Burnaby, B.C., mom and nurse Rika Johnson is getting a tattoo in memory of her husband, Jeremy.
“We were together for 25 years and he passed a week before our wedding anniversary,” Johnson said.
Johnson, Jeremy, and their two sons all contracted COVID-19 around Easter of this year. She had yet to receive a first dose of vaccine.
“I was watching to see how people’s reactions were because I’m quite sensitive and I get really sick from the flu shot,” Johnson said. “So I wanted to just kind of wait it out a little bit.”
“I was always going to get it, but I didn’t want to get sick and then have to miss work from getting the shot.”
Jeremy ended up in hospital — first Burnaby Hospital, then Royal Columbian Hospital in New Westminster.
“I’d love to get back to normal, 100 per cent,” Johnson said at the time.
“I want my life back to normal with my husband.”
That sense of normalcy never returned. Jeremy would fight complications from the disease for five months. He died on Aug. 13.

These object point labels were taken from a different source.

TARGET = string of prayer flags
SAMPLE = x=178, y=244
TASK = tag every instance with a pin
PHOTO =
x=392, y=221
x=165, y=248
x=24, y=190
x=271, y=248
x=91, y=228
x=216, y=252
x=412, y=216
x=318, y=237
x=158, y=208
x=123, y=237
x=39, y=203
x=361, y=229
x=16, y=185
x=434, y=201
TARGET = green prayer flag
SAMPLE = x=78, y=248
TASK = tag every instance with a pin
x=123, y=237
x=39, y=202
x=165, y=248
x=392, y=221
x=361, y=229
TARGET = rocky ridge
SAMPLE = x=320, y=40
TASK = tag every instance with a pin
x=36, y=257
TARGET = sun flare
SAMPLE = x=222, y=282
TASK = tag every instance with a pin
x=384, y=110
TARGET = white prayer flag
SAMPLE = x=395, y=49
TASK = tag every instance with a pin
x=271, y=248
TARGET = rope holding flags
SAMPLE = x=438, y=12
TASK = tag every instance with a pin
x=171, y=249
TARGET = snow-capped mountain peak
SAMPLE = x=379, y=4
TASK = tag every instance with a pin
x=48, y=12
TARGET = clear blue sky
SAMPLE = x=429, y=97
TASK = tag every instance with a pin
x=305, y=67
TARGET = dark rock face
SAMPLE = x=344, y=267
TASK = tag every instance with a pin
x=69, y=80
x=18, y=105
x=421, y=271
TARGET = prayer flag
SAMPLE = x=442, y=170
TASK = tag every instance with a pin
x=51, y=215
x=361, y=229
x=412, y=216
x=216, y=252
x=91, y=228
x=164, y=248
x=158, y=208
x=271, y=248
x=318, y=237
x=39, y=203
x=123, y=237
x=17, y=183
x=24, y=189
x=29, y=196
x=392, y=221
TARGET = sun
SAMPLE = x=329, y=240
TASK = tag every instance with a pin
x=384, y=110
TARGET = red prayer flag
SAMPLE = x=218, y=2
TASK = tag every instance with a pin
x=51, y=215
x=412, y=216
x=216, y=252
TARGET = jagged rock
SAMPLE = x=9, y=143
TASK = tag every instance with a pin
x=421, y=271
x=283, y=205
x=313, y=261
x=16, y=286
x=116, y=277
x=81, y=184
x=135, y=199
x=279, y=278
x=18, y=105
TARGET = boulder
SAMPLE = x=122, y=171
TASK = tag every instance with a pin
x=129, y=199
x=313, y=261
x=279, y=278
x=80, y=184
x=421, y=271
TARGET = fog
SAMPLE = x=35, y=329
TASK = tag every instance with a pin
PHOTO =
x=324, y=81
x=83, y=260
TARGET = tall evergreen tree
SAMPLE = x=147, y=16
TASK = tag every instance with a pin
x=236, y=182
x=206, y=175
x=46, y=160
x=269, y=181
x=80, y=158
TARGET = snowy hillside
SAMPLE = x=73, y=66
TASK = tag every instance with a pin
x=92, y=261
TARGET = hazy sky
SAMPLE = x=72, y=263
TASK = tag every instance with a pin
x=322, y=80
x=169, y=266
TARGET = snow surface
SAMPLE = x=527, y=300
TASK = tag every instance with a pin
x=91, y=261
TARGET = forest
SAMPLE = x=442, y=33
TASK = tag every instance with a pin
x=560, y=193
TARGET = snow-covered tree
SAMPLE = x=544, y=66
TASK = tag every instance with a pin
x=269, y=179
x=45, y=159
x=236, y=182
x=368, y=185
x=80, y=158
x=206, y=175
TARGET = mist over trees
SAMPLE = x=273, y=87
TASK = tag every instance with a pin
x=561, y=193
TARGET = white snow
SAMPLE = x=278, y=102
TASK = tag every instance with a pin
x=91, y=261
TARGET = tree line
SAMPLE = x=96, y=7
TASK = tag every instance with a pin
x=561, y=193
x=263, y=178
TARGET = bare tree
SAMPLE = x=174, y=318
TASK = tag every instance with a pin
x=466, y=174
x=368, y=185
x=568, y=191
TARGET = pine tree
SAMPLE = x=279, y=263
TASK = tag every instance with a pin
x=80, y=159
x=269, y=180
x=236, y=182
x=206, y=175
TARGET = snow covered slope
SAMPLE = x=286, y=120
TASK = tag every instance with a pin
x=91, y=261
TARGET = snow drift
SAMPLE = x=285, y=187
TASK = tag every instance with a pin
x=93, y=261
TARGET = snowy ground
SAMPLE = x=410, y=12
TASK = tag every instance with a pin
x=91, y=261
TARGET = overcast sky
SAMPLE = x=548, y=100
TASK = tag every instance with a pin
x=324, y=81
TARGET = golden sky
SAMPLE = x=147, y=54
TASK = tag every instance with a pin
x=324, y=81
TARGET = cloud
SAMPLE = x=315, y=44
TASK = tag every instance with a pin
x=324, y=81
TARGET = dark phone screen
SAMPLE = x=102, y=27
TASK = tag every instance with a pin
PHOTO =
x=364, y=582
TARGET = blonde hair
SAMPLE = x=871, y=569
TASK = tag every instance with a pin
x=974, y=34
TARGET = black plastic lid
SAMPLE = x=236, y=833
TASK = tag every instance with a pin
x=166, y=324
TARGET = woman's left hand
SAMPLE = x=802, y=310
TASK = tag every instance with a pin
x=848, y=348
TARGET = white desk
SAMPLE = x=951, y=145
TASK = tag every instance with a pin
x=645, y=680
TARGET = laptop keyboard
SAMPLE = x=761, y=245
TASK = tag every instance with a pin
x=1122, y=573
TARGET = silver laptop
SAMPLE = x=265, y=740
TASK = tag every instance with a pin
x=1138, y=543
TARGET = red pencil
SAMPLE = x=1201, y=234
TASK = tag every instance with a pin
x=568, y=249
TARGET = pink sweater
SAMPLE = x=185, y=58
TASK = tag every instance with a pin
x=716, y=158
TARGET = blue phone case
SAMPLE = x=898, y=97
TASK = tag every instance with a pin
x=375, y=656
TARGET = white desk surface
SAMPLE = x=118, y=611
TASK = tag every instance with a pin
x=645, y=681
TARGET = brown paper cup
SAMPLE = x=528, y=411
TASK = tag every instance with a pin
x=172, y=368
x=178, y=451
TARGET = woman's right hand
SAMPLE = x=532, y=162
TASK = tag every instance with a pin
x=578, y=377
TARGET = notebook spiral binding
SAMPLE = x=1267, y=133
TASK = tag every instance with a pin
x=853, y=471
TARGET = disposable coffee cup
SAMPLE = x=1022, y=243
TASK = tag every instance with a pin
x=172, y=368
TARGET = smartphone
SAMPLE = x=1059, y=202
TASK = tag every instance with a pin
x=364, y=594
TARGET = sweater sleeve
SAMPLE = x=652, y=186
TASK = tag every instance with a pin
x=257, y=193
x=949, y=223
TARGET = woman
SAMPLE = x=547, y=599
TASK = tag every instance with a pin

Johnson’s sister, Aiyana Collins, was also hesitant about getting immunized, and then she saw Jeremy.
“Seeing him hooked up to the machines and on life support, it was like reality slapped me in the face,” Collins said.
“This could have been me. This could have been any one of us.”
Both sisters are now immunized against COVID-19 and are speaking out following recent anti-vaccine protests outside B.C. hospitals.
“It does frustrate me because there are people in there that are fighting for their lives who have COVID,” Collins said. “You have people in there who are going through hell and back, like my family did.”
An online fundraiser has been set up to help the family, who are struggling to recover from a series of misfortunes.
With the arrival of B.C.’s vaccine card system coming soon, Collins offered this advice: “If Jeremy never caught COVID, he would be here today. If Jeremy caught the flu, he would be here today.
“The next time somebody wants to scream that it’s a violation of your personal rights and freedoms, just remember it’s you taking away the rights and freedoms for others to actually live.”
Johnson said she doesn’t want others to go through what her family experienced.
“You don’t want to end up like Jeremy,” she said. “He was 44 years old and he leaves behind a 12-year-old and a 16-year-old, and me.”
“If you don’t want to die at whatever age you are, regardless if you’re young or old, then you should consider getting the vaccine.
“Because I got the vaccine. I’m fine and I’m not going to let my children be without both of their parents.”